Wednesday Bloodbath On Wall Street As U.S. Stocks Plunge

Frenetic Wall Street traders (Photo: Reuters)

The blue-chip Dow Jones, the S&P 500 and the NASDAQ composite all took a beating yesterday in a head-scratching rout some analysts were already calling Bloody Wednesday.

The Dow plunged 3.15%, or 831.83 points, while all 30 components of the index ended-up in the red in what. The S&P 500 moved in tandem, sinking 3.29%, or 94.66 points, for its fifth day of losses and its longest losing streak since late 2016. Mirroring the Dow's and S&P's plunge, the tech-heavy NASDAQ fell by 4.08%, or 315.97 points.

For the Dow and S&P 500, the declines were the biggest single-day percentage drops since February.  The demoralizing outcomes came just a week after the market posted record gains.

Analysts were at a loss to explain the whys of yesterday's rout, but concerns over rising interest rates and a robust bond market seemed to be chief among them

There wasn't a primary culprit today. What there was is just a whole lot of individual catalysts that came to a head and ushered the crowd to the door, said Ronald Bohlert of the New York Stock Exchange.

Bohlert listed these factors as rising yields, early negative pre-announcements; lingering trade worries; caution ahead of the financials reporting earnings on Friday; the approaching year-end.

He said that to use an old analogy, "markets tend to take the stairs up -- but the elevator down."

Other analysts blamed the stumble on rising bond yields. Normally, when stock prices plummet sharply, money moves into the bond market, thus sending yields lower.

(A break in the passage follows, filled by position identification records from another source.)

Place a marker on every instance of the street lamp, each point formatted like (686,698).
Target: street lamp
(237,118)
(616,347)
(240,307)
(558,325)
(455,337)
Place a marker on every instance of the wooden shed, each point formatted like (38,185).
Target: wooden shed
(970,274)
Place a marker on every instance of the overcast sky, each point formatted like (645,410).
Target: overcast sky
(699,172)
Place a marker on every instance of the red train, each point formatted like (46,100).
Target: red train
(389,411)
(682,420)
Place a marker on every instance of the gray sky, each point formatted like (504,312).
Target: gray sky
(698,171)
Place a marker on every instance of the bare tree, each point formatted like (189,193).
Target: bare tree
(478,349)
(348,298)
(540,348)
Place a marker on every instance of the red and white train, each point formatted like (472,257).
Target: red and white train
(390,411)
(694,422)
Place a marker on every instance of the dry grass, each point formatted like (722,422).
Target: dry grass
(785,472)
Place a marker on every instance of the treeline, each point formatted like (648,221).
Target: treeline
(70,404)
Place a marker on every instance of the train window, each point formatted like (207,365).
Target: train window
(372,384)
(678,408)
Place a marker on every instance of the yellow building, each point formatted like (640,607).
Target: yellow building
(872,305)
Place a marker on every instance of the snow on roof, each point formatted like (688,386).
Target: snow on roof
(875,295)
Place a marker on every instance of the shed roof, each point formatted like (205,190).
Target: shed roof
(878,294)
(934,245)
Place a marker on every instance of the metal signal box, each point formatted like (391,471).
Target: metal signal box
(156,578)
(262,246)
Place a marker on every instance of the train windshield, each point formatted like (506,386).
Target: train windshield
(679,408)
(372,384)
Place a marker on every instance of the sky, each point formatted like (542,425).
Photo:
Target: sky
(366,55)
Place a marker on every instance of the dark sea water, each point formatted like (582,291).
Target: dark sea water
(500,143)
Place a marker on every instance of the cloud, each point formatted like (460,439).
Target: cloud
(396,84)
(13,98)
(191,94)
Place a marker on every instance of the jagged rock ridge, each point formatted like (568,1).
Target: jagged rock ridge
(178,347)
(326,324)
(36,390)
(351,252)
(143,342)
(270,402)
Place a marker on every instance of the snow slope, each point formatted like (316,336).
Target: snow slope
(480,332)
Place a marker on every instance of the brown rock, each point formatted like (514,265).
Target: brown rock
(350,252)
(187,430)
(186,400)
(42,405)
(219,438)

Despite the equity sell-off, there was no move into Treasury's to seek safety this time and this was an interesting phenomenon.

The S&P 500's more than 1.5 percent plunge and long-term yields rising simultaneously was "very unusual," according to another analyst. This is only the fourth such instance of this occurring since Jan. 1, 2016.

The 10-year Treasury yield rose to 3.22% from 3.20% late Tuesday after earlier reaching 3.24%. It was at 3.05% early last week. Rising interest rates were also seen as a major factor in Black Wednesday.

One analyst called yesterday "a bit of a bloodbath." The Wednesday outcome was primarily the cumulative effect of interest rate moves over the past five days and news reports about trade impacting companies.

Fears of escalating tensions with China over trade also contributed to the fall. On Monday, the International Monetary Fund warned that Trump's trade war will damage global growth. Trump, however, blamed the U.S. Federal Reserve for the fall.

The biggest market driver over the last week has been and remains interested rates. Interest rates began climbing after encouraging reports on the economy. Higher rates, however, can slow economic growth, weaken corporate profits and make investors less willing to pay high prices for stocks.